Yazarlık geçmişinizde çeşitli atölyeler, dergiler, fanzinler yer alıyor. İlk kitabınız farklı bir yayınevinden 2018’de çıkmıştı. 2021’de Destek Yayınları’yla çalışmaya başladınız, 2022’de Yunus Nadi Ödülü’nü kazandınız. Böylesine yoğun bir yazarlık yolculuğundan geçen ödüllü bir yazarın Türkiye yayıncılık ortamıyla ilgili neler gözlemlediğini, düşündüğünü, yaşadığını merak ediyoruz.
Kapitalist sistem her yerde olduğu gibi yayıncılık dünyasında da varlığını tüm şiddetiyle sürdürüyor. Tanınmamış bir yazarın kendine bu piyasada yer bulması çok zor. Yayınevleri bu kadar curcunanın ortasında tabii ki kendilerine para kazandıracak, kitabının çok satacağından emin oldukları yazarları tercih ediyorlar. Aslında bu konu burada geçiştirilemeyecek kadar derin bir konu. Sadece şu kadarını söyleyeyim; ilk kitabım çıkarken, bana benden önce bu yoldan giden yazar arkadaşlarım kitabın başlığının ve kapağının olumlu çağrışımlar yapmasını önerdiklerinde kitabımın ilk çıkanlar masasında yerini alacağını sandım. Tabii ki öyle olmadı. Destek Yayınları’ndan çıkan kitabımın kitapçılarda bulunması, özellikle de ilk çıktığı sıralarda kitapçılardan ulaşılabilmesi güzeldi tabii ama yeni kitaplar çıkınca soran olmadıkça kitapçılar yenisini getirmediler. Sadece internet satışı yeterli olmuyor, bir kısım okur kitabı dokunarak almak istiyor, o nedenle kitapçılarda görünür olması önemli. Şimdi ödüllü bir kitabım var umarım bu ödül Dünya Döner Renkler Kalır’ın kitapçılarda da görünür olmasını sağlar.
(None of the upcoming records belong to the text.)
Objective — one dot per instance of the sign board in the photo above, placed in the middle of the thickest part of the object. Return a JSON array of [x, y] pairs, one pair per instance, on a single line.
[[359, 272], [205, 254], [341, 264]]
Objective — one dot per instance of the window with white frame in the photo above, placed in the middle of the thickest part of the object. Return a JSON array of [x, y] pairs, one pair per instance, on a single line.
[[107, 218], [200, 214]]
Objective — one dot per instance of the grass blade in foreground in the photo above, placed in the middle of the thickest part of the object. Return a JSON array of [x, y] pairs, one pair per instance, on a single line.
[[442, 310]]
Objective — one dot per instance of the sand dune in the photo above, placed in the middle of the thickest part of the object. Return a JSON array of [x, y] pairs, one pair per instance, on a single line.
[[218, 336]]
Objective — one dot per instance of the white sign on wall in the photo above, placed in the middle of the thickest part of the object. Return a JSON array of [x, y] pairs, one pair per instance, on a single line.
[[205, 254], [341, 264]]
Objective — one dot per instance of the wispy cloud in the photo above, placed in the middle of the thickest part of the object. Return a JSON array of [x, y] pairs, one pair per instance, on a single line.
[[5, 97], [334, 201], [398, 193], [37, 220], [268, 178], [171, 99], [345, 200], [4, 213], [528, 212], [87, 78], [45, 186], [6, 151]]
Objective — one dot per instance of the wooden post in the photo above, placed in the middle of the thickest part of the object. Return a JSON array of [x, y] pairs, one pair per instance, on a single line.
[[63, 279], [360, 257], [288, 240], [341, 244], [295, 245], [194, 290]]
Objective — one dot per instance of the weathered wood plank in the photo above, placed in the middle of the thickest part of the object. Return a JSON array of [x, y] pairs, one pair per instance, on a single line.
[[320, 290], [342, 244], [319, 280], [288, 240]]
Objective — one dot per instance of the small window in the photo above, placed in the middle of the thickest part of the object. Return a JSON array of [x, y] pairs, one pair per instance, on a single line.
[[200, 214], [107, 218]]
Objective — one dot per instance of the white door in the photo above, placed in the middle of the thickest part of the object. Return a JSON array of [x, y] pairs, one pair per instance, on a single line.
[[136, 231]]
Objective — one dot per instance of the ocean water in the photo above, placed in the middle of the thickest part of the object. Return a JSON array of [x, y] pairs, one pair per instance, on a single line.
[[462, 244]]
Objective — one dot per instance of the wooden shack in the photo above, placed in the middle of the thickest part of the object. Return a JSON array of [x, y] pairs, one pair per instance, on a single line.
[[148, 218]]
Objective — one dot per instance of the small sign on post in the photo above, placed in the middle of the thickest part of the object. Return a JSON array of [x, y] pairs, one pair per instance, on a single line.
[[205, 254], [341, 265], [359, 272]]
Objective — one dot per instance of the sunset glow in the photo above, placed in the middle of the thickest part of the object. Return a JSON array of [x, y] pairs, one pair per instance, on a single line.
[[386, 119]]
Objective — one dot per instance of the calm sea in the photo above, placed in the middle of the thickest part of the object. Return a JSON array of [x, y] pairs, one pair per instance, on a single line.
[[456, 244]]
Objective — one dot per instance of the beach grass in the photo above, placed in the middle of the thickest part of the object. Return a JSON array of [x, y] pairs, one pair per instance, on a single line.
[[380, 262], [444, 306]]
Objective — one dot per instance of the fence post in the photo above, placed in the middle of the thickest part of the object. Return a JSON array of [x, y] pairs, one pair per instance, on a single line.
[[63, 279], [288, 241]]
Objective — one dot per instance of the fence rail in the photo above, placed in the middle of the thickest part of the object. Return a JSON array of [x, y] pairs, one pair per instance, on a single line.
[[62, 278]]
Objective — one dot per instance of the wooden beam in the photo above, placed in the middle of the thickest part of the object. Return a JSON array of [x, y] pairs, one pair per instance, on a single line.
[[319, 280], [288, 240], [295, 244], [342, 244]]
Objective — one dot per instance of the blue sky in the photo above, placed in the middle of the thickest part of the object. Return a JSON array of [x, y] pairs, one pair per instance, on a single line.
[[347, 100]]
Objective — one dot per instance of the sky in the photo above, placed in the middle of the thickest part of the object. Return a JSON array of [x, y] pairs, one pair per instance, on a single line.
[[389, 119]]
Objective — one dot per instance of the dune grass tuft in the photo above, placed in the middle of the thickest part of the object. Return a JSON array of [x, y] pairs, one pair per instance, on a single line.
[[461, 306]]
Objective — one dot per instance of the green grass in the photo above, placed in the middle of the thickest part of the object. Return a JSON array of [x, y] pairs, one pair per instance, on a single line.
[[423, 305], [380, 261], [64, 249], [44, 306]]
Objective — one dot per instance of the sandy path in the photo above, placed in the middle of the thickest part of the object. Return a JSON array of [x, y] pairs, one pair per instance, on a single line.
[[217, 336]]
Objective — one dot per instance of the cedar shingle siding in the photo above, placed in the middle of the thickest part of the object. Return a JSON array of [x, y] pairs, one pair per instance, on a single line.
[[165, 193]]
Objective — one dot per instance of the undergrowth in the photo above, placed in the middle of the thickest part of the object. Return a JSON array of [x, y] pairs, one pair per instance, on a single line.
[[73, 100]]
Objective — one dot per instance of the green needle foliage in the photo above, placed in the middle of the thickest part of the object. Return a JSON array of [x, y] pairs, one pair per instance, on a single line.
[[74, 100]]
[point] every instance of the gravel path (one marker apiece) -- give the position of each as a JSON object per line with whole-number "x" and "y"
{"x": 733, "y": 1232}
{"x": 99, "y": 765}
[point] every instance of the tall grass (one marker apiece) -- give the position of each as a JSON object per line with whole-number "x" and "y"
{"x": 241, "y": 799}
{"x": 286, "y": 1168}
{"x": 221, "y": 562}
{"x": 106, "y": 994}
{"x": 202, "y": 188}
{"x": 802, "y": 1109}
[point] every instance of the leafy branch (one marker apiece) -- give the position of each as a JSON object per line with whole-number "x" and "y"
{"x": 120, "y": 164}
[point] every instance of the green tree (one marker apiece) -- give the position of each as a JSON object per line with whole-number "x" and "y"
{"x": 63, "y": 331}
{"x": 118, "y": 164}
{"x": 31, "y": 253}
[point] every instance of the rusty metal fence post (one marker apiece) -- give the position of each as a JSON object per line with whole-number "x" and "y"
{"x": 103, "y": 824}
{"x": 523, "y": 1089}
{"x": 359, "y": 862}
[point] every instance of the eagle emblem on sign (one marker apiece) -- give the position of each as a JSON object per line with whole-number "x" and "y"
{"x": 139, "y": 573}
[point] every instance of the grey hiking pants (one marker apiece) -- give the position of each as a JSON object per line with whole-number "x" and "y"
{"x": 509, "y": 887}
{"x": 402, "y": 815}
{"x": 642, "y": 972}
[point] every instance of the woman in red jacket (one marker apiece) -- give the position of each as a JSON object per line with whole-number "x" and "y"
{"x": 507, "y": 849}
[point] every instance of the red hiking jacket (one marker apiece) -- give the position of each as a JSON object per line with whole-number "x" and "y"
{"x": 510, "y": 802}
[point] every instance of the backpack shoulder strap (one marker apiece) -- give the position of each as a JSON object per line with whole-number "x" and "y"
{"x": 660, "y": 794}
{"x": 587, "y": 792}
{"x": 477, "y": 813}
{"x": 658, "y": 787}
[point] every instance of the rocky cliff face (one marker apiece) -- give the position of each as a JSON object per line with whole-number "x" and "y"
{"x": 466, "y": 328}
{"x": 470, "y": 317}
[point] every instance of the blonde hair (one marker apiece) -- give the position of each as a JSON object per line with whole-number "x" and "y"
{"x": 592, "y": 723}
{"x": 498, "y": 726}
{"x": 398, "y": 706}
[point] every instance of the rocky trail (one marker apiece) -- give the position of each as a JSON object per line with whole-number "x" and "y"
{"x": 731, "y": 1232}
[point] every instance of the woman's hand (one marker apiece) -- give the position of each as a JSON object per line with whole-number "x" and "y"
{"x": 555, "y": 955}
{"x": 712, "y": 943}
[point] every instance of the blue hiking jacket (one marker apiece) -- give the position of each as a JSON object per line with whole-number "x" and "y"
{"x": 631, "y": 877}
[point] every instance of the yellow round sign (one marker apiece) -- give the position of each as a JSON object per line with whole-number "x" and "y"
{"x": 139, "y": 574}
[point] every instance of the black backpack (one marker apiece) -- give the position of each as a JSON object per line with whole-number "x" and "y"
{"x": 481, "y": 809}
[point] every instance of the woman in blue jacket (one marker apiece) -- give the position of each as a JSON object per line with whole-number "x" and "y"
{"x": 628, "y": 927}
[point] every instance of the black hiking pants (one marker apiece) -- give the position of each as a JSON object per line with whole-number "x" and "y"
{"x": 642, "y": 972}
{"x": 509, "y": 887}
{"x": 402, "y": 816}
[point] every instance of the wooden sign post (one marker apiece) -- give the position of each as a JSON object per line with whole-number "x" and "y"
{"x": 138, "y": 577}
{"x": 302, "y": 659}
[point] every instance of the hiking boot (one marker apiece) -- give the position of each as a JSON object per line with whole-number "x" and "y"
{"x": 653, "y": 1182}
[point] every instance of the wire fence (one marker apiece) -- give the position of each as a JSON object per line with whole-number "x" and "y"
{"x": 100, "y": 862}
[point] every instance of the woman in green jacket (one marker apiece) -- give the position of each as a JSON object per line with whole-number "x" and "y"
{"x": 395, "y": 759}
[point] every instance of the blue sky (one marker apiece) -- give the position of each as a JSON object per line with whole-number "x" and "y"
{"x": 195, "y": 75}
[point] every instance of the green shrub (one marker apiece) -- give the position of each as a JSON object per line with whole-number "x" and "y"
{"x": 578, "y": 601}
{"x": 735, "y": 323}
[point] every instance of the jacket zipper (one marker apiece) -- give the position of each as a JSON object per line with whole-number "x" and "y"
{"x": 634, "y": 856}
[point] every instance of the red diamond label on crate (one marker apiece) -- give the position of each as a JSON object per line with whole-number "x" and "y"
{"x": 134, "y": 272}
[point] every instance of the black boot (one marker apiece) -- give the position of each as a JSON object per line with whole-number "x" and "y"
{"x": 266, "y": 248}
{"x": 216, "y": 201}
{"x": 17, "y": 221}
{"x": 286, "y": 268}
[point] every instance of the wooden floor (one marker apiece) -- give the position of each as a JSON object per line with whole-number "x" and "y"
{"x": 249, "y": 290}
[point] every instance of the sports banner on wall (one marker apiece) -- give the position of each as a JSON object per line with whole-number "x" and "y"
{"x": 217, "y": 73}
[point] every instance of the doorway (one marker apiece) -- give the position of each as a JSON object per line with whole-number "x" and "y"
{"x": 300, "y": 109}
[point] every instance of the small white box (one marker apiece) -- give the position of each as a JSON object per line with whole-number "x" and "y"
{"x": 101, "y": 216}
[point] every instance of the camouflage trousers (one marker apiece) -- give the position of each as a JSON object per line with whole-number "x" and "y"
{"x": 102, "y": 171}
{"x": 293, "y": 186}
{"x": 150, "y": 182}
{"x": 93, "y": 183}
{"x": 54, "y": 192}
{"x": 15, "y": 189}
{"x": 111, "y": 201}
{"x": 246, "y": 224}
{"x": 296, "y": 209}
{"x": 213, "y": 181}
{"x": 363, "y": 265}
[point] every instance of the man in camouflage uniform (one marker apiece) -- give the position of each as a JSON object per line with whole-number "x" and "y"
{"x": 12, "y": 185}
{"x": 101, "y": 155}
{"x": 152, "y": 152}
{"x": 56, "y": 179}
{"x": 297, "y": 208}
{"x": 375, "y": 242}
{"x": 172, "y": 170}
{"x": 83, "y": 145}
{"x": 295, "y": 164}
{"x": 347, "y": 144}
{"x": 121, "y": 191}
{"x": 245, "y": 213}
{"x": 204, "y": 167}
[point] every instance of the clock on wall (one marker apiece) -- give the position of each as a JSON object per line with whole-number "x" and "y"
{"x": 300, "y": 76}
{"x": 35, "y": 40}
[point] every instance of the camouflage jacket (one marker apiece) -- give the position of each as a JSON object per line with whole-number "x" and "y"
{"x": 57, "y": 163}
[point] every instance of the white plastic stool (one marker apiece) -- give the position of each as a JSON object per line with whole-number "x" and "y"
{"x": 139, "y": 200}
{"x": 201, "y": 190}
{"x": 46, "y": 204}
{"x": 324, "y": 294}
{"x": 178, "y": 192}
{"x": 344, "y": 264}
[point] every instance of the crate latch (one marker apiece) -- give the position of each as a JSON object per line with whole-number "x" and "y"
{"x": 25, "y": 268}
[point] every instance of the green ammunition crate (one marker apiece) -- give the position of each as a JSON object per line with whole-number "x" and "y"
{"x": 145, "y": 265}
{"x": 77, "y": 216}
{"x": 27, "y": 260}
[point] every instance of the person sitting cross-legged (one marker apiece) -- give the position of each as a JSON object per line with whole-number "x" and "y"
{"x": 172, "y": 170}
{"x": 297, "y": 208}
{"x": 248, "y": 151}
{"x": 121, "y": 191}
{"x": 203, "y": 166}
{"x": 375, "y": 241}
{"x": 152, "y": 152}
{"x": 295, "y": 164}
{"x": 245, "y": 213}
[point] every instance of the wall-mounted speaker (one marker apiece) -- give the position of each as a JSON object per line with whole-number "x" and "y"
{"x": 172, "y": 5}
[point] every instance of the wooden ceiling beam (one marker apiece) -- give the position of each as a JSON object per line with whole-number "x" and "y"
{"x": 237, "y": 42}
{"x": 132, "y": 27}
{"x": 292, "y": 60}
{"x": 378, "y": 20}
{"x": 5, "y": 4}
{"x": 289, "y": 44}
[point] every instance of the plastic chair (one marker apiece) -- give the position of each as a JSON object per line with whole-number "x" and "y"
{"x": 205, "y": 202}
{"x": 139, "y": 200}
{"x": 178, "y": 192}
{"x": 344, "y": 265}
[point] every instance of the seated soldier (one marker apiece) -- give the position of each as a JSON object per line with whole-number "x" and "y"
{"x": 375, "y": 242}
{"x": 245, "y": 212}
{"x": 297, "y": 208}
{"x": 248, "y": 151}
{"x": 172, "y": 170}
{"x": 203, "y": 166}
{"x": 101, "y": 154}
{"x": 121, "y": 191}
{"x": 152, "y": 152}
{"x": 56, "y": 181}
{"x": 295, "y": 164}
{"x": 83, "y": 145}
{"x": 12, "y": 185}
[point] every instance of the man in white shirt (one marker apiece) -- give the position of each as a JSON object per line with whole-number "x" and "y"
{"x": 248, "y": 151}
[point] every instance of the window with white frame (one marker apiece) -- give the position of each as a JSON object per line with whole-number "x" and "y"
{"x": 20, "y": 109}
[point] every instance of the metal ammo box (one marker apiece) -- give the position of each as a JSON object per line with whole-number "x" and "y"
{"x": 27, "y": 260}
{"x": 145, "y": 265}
Bu vesileyle, hiç biriyle şahsi bir tanışıklığım olmadan, kitabımı titizlikle okuyup değerlendiren ve oy birliğiyle 2022 yılı Yunus Nadi Roman Ödülü’ne Dünya Döner Renkler Kalır’ı seçen değerli Değerlendirme Kurulu üyelerine bir kez daha teşekkür etmek isterim.
Teşekkür ederiz Belgin Hanım.
Ben çok teşekkür ederim. Sorular çok güzel, beni romana geri döndürdü çünkü ben bu en başında da söz ettiğim gibi, Dünya Döner Renkler Kalır’ın tersten devamı sayılabilecek bir romanın tam ortalarında başka bir zaman dilimindeyim. Sorular aynı zamanda çok zorlu ama oldukça iyi hazırlanılmıştı. Bu kadar iyi hazırlanmış sorular bana kendimi iyi hissettirdi. Sağolun, var olun. Güzel günler dileklerimle.